Fetal Alcohol Spectrum Disorders represent a plethora of disruptions leading to neurobehavioral and morphological aberrations.
Gestational alcohol by epigenetic mechanisms may alter the chromatin structure redrawing the gene expression entire pattern.
An early FASD diagnosis using reliable markers of ethanol intake, may offer useful possibilities of intervention.
Supplementing a mother’s diet with protective and antioxidant compounds can protect newborns from being affected.
Ethanol exposure during gestation is an early life stressor that profoundly dysregulates structure and functions of the embryonal nervous system, altering the cognitive and behavioral development. Such dysregulation is also achieved by epigenetic mechanisms, which, altering the chromatin structure, redraw the entire pattern of gene expression. In parallel, an oxidative stress response at the cellular level and a global upregulation of neuroendocrine stress response, regulated by the HPA axis, exist and persist in adulthood.

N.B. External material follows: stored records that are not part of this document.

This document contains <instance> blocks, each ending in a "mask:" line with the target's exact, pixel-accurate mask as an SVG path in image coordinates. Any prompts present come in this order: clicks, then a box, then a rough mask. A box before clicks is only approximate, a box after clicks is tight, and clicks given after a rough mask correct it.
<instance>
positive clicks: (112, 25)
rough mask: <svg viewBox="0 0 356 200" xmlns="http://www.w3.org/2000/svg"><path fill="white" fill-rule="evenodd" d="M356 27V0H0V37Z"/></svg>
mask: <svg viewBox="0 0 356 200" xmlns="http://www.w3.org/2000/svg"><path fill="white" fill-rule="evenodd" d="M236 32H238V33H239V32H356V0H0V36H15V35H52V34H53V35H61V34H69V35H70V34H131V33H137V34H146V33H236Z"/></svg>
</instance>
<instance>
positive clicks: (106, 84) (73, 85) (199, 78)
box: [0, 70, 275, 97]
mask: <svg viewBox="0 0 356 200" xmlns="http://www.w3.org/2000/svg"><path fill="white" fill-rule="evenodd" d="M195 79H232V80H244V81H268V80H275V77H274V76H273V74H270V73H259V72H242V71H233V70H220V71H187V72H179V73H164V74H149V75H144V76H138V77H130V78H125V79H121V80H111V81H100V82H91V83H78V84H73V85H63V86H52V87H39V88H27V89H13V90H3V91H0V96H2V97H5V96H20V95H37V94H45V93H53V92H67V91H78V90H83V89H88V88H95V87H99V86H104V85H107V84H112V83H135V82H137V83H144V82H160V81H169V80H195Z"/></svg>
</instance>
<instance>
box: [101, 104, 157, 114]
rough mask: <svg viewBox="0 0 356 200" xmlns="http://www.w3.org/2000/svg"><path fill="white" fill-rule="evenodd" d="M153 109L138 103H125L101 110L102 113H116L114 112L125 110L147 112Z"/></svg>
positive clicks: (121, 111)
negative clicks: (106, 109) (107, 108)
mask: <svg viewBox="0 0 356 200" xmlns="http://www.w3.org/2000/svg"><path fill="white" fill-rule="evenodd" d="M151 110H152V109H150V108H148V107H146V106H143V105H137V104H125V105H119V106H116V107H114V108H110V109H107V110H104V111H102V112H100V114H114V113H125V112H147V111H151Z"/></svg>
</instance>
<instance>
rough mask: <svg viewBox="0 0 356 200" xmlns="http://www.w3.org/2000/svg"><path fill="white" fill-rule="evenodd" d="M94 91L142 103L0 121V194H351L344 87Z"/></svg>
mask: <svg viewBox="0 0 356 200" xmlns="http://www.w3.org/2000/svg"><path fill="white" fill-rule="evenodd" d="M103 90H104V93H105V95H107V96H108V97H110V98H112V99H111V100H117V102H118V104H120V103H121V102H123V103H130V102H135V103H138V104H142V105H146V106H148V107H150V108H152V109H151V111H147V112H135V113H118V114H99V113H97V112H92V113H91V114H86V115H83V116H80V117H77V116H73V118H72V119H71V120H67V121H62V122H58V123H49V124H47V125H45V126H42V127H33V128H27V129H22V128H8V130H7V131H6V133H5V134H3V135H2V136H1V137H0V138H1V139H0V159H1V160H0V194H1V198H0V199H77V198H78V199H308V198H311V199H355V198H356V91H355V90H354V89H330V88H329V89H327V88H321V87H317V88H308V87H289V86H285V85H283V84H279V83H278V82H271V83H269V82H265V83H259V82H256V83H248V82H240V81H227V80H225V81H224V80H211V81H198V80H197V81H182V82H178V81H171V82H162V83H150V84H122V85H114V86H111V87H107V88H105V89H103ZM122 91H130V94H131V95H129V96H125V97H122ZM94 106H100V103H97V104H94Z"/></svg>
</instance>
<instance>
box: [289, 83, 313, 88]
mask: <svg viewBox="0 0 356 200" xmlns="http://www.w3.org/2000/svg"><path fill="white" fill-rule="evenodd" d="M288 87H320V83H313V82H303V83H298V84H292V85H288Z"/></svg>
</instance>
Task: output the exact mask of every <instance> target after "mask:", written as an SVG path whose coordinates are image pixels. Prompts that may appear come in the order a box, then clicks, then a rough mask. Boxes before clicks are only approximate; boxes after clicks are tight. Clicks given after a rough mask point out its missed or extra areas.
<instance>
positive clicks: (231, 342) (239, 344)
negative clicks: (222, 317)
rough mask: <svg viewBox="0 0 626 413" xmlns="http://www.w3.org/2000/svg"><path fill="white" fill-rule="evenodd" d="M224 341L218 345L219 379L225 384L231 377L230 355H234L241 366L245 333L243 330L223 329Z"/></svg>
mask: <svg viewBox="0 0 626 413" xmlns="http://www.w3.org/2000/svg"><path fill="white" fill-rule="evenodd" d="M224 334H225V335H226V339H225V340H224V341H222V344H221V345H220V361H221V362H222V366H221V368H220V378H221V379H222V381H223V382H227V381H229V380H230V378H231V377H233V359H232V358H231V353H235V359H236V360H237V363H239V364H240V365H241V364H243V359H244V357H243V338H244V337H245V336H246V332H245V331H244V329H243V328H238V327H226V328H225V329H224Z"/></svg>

This neurobehavioral framework matches those observed in other psychiatric diseases such as mood diseases, depression, autism; those early life stressing events, although probably triggered by specific and different epigenetic mechanisms, give rise to largely overlapping neurobehavioral phenotypes.
An early diagnosis of prenatal alcohol exposure, using reliable markers of ethanol intake, together with a deeper understanding of the pathogenic mechanisms, some of them reversible by their nature, can offer a temporal “window” of intervention. Supplementing a mother’s diet with protective and antioxidant substances in addition to supportive psychological therapies can protect newborns from being affected.
The opinions expressed in this post are those of the authors. They do not purport to reflect the opinions or views of the FASD Prevention Conversation Project, its stakeholders, or funders.